MuMa : le moteur musical par Exalead

Accessible depuis peu, MuMa (pour Musique Mashup – Mashup désignant une application dont le contenu provient d’un assemblage de plusieurs sources) est un des moteurs de recherche en développement chez Exalead.

Muma est le fruit d’un partenariat entre l’Ircam (Institut de recherche et coordination acoustique/musique), Télécom Paris Tech et Yacast, tous membres du programme Quaero, un programme fédérateur de recherche et d'innovation industrielle sur les technologies d'analyse automatique, de classification et d'utilisation de documents multimédias et multilingues.

Chacun des partenaires a développé des outils d’analyse de données musicales et Exalead s’est ensuite chargé d’intégrer ces différents outils dans le moteur final, qui s’appuie sur sa plateforme d’indexation Cloudview.

Et le moins que l’on puisse dire, c’est que le résultat est tout à fait réussi, même s’il n’est pas exempt de quelques bugs (ce qui n’a rien de très surprenant pour un moteur en version bêta) ; l’outil dispose de fonctionnalités de recherche intéressantes et originales et sa prise en main est simple et intuitive.

On accède au moteur à l’adresse http://muma.labs.exalead.com.

La recherche s’effectue dans la colonne de gauche, soit par mot-clé sur le nom des artistes, des titres des albums ou des morceaux – le AND est l’opérateur par défaut, mais on peut utiliser le OR, le tiret du NOT et les guillemets pour l’expression exacte –, soit par accord, par genre (12 sont disponibles dont Pop, Métal, Instrumental…), par humeur (12 humeurs peuvent être choisies, dont Sad, Romantic, Happy ou, plus surprenant, Grandiloquent ou Sophisticated) ou encore par intervalle de dates (de 1950 à 2011).

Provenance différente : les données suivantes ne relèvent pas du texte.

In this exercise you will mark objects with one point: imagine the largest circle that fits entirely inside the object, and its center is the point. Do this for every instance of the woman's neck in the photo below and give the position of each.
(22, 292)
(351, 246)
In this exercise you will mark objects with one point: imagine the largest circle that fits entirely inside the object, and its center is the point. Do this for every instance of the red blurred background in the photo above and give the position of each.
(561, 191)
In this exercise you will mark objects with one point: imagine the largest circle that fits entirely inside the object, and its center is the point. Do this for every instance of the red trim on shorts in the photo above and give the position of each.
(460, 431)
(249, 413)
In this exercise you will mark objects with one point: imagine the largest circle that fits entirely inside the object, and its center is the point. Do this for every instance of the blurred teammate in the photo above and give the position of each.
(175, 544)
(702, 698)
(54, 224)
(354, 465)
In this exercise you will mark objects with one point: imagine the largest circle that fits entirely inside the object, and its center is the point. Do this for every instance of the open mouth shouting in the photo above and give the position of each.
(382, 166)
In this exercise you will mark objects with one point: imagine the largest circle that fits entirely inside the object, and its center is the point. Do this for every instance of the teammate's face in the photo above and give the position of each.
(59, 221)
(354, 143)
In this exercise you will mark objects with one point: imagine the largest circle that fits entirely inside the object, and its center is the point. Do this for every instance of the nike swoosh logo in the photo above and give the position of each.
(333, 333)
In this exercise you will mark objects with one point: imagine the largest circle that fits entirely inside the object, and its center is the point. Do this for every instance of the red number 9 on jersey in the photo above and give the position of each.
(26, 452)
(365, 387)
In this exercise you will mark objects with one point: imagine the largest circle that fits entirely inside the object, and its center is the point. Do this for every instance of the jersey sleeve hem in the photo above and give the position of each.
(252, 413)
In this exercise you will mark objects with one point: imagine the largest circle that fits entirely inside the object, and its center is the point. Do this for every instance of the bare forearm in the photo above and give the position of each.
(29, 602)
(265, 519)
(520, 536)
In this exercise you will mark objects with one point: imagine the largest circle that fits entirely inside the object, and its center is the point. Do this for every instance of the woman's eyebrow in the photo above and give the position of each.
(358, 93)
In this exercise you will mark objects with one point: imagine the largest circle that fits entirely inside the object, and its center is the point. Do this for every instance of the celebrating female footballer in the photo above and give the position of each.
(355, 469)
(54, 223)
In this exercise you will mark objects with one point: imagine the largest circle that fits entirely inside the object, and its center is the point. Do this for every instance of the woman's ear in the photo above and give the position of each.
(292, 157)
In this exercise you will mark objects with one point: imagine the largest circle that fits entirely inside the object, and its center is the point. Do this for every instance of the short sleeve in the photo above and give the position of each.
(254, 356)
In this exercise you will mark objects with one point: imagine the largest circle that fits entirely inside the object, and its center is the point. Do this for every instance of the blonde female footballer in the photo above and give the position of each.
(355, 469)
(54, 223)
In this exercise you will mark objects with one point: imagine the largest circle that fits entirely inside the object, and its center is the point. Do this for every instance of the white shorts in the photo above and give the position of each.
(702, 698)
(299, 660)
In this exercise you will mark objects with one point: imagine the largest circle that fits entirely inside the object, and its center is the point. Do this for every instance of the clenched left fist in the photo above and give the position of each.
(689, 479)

La recherche par accord est pour le moins originale, même si elle nécessite d’avoir quelques notions de solfège : on dispose d’une portée musicale sur laquelle il n’y a plus qu’à inscrire les accords.

Les différents critères (mot-clé, accord, humeur, genre ou dates) peuvent être combinés entre eux.

La liste de résultats s’affiche dans l’écran central avec, en premier lieu, la liste des artistes répondant aux critères (sous forme d’une frise indiquant le nom de l’artiste, surmonté d’une image), puis la liste des albums (encore une fois sous forme de frise agrémentée de l’image de la pochette) et, pour finir, la liste des morceaux.

Pour cette dernière rubrique, l’internaute dispose du titre du morceau, de l’album et du nom de l’artiste et a la possibilité d’écouter un extrait audio (pas disponible pour tous les titres).

En cliquant sur la petite flèche à droite de chaque morceau, on accède à des informations complémentaires variables d’un titre à l’autre : durée, auteur(s), paroles, découpage musical du morceau (Intro, Chorus, Verse, Outro…), etc.

Lorsque l’on choisit un artiste, on a la possibilité d’accéder à de multiples informations le concernant, en cliquant sur l’imposante flèche à droite de l’écran.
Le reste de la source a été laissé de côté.